For a few years now, Google has been offering local business listings that allow users to find businesses through Google searches as well as through Google maps. And this is a terrific way for a business to “put themselves on the map,” so to speak – especially with the amount of local search traffic that comes from mobile devices. This fantastic tool allows small businesses and local establishments to increase their visibility to the public.
But sometimes things go awry. Just like Google penalizes websites for breaking the rules, they also punish local listings. But here’s the catch: they rarely give a reason for the suspension. They may do this, in part, to ensure that mischievous administrators don’t find new ways to “game” the algorithm or find shortcuts. For legitimate businesses who got banned or delisted, this can be incredibly infuriating, so let’s take a look at the different types of suspensions.
Different Types of Suspensions
There are two main types of suspensions, and one of them is a little more forgiving than the other. You’ll notice the more forgiving type of suspension after you have logged into Google My Business and then see the indicator “suspended”. In addition to noting the label, you’ll also notice that you now lack the options to manage your listing. Despite these two problems, your business will show up in Google and Google Maps regardless.
The root cause for this type of suspension is that you crossed the line and rebelled against Google’s guidelines (whether intentionally or unintentionally). This won’t affect your ranking, but it is extremely problematic. To solve this issue, you can simply sign up for a new Google account, verify the listing once more, and stop offending Google.
However, the second kind is much worse, and this type of suspension isn’t forgiving…at all. Basically, they’ll wipe your listing off the map, as well as all of your images and customer reviews. Poof – like a ghost’s flatulence in the wind, your business listing has disappeared. The only viable option here is to hope that you can get it reinstated, but that’s a long shot at best. So, to help ensure that you never have to deal with these ugly and stress inducing problems that can negatively affect your bottom line, let’s take a look at some of the most popular reasons Google shuts down businesses’ local listing.
1. Forwarding URLs
Sometimes people choose to forward users to another website or URL, such as a vanity domain or landing page instead of their actual site. This is a big no-no because it essentially misdirects the user. I think at one time or another we have all been forwarded to a site that we didn’t want to visit, and it’s infuriating, isn’t it? In their guidelines, they clearly state, “Do not provide phone numbers or URLs that redirect or ‘refer’ users to landing pages.” This often results in a soft suspension.”
2. Keyword Stuffing
To stay on the safe side, you’re going to want to keep the name of your business (within the listing) as clean and simple as possible. Be sure to omit unnecessary information, and make darn sure you don’t try to stuff in keywords. For example, if you’re business’s name is Robert’s Burgers, don’t write it as Robert’s Burgers, LLC., Robert’s Burgers Downtown Location, and so on. In their guidelines, they clearly state: “Adding unnecessary information to your name by including marketing taglines, store codes, special characters, hours or closed/open status, phone numbers, website URLs, service/product information, location/address or directions, or containment information is not permitted.”
3. Multiple Listings
Also, don’t try to game the system by thinking you can list yourself more than once for each location. If Google becomes privy to your misdeeds (and come on, they always find out), they’re likely going to ban both listings. After reviewing the guidelines, users will note that they state, “Do not create more than one page for each location of your business, either in a single account or multiple accounts.”

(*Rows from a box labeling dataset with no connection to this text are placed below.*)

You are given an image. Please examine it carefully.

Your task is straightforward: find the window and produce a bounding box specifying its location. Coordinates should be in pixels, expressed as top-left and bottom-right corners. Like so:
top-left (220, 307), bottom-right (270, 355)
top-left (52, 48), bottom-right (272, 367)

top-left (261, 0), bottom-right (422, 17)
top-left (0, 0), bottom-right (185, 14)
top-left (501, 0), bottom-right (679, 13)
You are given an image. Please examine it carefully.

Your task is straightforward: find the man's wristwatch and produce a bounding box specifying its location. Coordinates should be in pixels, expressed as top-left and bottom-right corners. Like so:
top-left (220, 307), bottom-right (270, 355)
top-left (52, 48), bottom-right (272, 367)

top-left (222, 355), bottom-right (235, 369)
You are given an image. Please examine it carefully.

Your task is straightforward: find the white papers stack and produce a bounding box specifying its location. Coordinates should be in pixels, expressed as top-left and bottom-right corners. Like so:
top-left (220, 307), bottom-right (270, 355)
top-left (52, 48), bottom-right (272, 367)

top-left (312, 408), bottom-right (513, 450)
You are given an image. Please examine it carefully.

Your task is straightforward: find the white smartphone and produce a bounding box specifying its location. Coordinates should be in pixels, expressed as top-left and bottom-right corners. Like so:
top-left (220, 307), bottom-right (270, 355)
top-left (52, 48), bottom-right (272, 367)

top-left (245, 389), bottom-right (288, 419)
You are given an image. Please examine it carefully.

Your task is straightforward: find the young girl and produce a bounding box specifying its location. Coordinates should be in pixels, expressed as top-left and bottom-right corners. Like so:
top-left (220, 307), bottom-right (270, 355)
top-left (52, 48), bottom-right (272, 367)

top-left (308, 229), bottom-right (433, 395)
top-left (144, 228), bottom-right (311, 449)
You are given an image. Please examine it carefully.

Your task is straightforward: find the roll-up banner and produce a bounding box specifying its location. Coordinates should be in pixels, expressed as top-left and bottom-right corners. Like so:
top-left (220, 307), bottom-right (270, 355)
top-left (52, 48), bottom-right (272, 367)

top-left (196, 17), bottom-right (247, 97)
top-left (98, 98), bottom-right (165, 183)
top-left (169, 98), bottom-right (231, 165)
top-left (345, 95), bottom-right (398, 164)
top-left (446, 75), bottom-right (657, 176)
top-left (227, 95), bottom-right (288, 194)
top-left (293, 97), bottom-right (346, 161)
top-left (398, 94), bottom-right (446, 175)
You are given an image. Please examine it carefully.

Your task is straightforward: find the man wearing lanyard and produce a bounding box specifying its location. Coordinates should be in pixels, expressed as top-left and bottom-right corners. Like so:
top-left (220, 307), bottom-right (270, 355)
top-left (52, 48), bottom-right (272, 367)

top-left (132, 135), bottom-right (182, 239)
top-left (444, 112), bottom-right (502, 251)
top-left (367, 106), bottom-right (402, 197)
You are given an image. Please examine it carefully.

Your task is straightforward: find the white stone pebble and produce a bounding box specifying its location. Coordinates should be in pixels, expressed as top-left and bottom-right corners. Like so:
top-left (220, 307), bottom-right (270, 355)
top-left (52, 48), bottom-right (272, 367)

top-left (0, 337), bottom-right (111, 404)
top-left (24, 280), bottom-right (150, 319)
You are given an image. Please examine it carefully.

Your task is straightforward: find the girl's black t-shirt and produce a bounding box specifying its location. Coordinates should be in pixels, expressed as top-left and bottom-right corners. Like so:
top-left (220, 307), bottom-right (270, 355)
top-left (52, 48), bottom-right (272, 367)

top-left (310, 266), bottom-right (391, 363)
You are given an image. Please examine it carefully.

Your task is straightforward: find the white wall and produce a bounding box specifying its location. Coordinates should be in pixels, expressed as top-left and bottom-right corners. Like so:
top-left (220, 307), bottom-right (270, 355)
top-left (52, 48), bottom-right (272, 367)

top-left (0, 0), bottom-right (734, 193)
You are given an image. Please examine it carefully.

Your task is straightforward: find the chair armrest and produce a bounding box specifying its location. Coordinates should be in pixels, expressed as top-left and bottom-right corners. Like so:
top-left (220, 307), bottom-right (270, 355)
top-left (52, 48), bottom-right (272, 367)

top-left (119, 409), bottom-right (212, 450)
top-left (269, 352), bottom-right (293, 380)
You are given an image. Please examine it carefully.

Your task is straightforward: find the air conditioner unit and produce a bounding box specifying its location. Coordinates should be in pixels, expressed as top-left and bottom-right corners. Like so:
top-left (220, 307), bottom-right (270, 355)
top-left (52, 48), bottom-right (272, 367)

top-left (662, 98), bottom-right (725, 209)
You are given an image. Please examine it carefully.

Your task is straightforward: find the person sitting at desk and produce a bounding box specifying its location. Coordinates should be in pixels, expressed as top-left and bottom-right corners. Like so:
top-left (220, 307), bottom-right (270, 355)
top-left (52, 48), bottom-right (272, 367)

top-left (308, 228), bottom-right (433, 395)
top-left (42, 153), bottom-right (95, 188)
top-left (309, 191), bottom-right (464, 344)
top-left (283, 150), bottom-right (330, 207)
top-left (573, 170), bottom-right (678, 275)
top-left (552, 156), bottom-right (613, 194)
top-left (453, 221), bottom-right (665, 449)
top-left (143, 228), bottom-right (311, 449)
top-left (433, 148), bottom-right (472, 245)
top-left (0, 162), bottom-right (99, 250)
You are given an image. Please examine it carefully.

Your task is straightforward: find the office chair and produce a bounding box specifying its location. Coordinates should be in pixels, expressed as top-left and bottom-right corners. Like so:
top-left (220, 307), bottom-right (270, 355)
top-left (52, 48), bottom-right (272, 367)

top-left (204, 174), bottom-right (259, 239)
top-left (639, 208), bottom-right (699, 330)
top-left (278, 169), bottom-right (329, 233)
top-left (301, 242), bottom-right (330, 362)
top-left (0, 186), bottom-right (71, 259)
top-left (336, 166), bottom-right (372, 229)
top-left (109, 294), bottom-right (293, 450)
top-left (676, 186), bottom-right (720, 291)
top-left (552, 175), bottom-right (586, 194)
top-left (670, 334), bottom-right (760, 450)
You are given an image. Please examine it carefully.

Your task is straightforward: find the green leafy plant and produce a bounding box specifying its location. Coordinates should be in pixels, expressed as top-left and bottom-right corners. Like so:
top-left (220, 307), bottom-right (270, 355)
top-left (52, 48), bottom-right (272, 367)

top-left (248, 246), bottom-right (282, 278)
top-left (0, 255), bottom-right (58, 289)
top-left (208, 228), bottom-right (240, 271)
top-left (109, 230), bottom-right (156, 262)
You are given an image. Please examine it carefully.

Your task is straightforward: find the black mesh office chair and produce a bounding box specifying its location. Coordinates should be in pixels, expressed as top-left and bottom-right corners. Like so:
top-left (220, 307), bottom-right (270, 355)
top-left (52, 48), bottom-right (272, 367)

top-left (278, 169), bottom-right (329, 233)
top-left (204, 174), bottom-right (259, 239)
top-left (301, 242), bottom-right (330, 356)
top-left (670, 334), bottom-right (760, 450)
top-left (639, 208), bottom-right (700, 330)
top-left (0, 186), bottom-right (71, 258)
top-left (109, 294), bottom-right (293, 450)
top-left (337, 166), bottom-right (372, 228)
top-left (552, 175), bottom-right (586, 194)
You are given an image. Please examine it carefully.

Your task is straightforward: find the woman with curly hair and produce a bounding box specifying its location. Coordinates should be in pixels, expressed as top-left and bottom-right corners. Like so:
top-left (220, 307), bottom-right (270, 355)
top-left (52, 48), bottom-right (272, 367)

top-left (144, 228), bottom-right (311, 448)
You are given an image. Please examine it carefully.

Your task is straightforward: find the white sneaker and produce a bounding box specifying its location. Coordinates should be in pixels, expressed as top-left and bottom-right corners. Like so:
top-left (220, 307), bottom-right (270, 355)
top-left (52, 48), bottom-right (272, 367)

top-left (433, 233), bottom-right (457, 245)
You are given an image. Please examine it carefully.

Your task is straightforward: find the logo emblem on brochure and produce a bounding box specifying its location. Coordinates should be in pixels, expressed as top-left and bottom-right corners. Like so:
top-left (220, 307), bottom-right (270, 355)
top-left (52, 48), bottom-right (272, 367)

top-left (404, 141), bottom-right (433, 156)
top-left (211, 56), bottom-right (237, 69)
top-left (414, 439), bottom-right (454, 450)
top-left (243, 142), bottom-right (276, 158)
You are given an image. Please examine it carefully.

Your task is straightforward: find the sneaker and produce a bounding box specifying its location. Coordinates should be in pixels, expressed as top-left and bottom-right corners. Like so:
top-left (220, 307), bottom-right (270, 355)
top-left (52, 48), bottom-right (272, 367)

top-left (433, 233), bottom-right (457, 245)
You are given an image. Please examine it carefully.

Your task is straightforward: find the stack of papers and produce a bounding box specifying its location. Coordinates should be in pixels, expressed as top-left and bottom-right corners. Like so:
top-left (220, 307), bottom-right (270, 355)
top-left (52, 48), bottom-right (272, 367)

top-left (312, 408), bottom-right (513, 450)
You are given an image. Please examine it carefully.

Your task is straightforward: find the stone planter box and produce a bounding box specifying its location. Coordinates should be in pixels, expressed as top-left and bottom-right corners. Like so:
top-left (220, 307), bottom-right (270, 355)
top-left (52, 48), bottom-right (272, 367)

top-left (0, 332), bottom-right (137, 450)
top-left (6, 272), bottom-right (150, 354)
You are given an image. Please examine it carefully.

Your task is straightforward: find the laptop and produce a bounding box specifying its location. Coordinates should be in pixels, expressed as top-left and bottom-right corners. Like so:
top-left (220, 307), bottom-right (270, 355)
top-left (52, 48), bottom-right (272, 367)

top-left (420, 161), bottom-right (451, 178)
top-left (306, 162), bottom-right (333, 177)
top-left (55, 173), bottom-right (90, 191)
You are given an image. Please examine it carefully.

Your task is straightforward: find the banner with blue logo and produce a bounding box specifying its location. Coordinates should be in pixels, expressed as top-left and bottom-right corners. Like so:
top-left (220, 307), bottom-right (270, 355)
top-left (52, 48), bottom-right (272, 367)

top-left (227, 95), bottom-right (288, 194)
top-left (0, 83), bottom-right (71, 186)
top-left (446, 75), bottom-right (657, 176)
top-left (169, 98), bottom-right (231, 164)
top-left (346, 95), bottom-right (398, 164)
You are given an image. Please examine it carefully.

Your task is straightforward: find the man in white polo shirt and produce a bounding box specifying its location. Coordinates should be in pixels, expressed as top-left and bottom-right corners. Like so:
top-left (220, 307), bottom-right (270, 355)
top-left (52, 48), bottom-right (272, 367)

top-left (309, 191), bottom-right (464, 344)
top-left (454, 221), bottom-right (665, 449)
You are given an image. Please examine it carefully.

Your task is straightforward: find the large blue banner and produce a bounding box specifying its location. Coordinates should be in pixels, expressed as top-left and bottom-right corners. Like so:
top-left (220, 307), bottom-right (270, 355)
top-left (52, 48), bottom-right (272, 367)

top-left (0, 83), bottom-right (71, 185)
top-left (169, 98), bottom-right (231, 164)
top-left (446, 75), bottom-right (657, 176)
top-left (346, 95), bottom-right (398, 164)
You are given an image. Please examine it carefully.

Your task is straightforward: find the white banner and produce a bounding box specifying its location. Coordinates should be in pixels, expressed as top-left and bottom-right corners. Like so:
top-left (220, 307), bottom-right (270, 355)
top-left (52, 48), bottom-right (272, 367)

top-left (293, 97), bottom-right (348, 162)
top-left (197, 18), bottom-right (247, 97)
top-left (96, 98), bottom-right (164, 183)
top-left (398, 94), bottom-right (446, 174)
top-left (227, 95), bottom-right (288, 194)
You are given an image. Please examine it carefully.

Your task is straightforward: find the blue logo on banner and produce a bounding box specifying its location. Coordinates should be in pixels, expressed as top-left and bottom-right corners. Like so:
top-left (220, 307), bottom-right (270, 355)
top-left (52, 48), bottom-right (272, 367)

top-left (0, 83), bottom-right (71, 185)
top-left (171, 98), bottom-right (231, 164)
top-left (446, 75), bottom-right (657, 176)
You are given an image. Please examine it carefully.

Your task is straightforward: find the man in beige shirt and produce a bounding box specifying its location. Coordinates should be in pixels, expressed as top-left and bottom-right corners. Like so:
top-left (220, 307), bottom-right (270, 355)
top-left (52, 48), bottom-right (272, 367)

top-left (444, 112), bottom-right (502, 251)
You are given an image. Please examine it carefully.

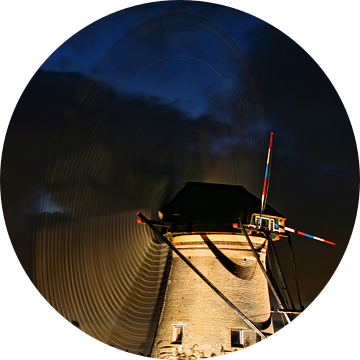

4. Your Business is in Some Manner Sensitive or Violates Google’s Policy
If your business is controversial or found to be inappropriate by large groups of people, you’re likely going to get suspended. Some less than savory night establishments aren’t going to make the cut, for example. But there have even been reports of businesses like gun merchants that were suspended. In their guidelines, Google states that, “Regulated goods
5. Online Businesses
Come on, the whole point of adding a listing on Google Maps is so that users can physically find your store. The key factor here is that a business listing must make regular contact with customers in person. This bars most, if not all, purely digital stores such as ecommerce sites.
6. Your Listing Points to a Mailbox or Virtual Office
Part of the deal with getting listed is that your business needs to point to a firm address that isn’t subject to rapid change. The guidelines state, “If your business rents a temporary, “virtual” office at a different address from your primary business, do not create a page for that location unless it is staffed during your normal business hours.” So if you thought you could rank your virtual office in multiple locations, think again.
You can also rent a room or desk from a local business and then claim it as a location. While this isn't the most honest method, I have seen it done. I'd recommend against it, TBH.
7. You Don’t Own or Lease Your Space
There are a lot of community-type programs and other services that meet in spaces that they don’t own. Any type of business that uses another business’s property (such as recreational businesses and social/hobbyist classes that might meet in a church or community center) isn’t qualified for a listing. As per the guidelines, “Ineligible businesses include: an ongoing service, class, or meeting at a location that you don’t own or have the authority to represent.
The Key to Avoiding Suspension
I think it's pretty obvious with the reasons above that it's best to just be honest with Google when it comes to your business. The days of gaming the system to get ahead are all but gone now, and honesty is the best policy.